Invest in community infrastructure

Recommendation 8: Identify, prioritize, and fund local infrastructure projects in affected communities

  • Working with municipal, Indigenous, and provincial governments, the Government of Canada should look for ways to fund local infrastructure projects, including through existing programs like the Investing in Canada plan
  • New local infrastructure projects should help offset employment losses from the coal phase-out in the short term and support economic growth over the medium to long term
  • Wherever possible, and likely through local transition centres, connect affected coal workers and families to new employment opportunities from infrastructure projects

Fund community planning, collaboration, diversification, and stabilization

Recommendation 9: Establish a dedicated, comprehensive, inclusive, and flexible just transition funding program for affected communities

  • Communities need new funding for a variety of purposes, including undertaking planning activities like feasibility studies, community workshops, and action plans
  • A dedicated fund could provide bridge funding to municipalities experiencing tax-base shortfalls and lost economic activity caused by the coal phase-out.
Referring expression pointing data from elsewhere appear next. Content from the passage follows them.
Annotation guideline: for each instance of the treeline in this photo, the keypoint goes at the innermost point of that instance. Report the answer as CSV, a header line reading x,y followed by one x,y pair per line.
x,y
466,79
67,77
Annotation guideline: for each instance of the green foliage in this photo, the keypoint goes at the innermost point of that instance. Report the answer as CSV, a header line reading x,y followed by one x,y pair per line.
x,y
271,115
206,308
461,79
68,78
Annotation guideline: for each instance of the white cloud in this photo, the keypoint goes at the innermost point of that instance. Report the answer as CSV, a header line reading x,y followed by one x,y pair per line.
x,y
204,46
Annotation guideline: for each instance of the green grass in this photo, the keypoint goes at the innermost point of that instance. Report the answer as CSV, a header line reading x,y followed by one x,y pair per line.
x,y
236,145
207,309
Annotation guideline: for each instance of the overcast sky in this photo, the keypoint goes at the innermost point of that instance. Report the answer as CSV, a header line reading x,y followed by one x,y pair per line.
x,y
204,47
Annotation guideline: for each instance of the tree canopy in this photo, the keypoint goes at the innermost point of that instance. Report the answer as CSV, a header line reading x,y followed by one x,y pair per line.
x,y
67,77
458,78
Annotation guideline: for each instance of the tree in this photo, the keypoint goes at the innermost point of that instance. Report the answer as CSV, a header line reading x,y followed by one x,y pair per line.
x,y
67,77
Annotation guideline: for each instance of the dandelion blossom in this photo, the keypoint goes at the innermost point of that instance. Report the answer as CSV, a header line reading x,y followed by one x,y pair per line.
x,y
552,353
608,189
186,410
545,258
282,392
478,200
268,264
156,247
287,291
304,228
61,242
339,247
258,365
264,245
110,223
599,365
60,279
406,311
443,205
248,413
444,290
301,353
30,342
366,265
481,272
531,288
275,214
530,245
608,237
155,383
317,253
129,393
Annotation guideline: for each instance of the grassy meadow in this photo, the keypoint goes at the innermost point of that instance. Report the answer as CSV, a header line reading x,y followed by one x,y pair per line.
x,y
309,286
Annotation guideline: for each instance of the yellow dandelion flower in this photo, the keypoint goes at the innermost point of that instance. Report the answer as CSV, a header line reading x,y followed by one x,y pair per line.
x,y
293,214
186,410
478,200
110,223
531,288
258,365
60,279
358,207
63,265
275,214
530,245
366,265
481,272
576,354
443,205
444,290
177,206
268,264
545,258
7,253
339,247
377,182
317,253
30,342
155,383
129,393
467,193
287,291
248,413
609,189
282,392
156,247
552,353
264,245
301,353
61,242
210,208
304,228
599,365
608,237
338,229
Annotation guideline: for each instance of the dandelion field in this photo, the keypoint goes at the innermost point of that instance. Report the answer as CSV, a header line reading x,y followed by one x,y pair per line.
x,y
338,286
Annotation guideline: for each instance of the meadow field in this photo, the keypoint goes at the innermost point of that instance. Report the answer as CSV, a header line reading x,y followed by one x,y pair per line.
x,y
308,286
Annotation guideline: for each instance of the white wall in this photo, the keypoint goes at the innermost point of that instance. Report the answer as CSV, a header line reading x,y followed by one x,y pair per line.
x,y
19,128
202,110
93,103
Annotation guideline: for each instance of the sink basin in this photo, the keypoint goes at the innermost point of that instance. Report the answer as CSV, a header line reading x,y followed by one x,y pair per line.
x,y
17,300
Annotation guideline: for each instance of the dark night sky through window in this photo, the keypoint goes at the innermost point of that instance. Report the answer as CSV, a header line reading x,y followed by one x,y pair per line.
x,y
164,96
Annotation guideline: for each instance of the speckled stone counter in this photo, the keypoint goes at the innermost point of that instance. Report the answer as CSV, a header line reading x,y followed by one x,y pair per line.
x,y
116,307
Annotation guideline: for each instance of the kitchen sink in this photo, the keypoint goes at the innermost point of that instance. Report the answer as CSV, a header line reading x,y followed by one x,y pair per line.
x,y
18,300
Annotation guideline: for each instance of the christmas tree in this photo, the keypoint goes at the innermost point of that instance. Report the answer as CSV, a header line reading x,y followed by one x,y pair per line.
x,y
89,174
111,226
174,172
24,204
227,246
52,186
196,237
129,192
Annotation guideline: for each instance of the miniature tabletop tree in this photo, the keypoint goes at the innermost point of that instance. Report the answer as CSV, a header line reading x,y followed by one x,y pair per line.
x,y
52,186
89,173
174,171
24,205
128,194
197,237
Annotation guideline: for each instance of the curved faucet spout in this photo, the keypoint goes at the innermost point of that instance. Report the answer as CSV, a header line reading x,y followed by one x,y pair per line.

Doing so would enable continued local services, support communities to diversify, and incentivize communities to work together, whenever possible
  • Managed by a trusted partner like the Federation of Canadian Municipalities, this fund would offer a single window for communities to access supports, with multiple streams that address the range of needs:
    • capacity funding to enable affected communities to plan for the future, including funding for communities or regions to hire transition coordinators
    • stabilization funding to help affected communities continue to deliver essential services, diversify their economies, create new job opportunities, and realize their economic potential
    • collaboration funding to bring affected communities together, possibly through a series of in-person workshops, and create a network of municipalities to share information, best practices, and lessons learned

Recommendation 10: Meet directly with affected communities to learn about their local priorities and to connect them with federal programs that could support their goals

  • Affected communities would benefit from government-initiated discussions regarding opportunities to access existing funds, services, and programs. Doing so would help address the administrative burden of identifying, understanding, and applying for dozens of distinct initiatives.
  • Wherever possible, multiple departments should travel together to meet with affected communities. This will reduce consultation fatigue and be the best use of communities’ time, given limited resources.
  • Representatives of the Government of Canada’s Clean Growth Hub, which provides centralized advice on clean technology programs and services, should visit all the affected communities to explore how the Government’s clean technology programs could fund local priorities.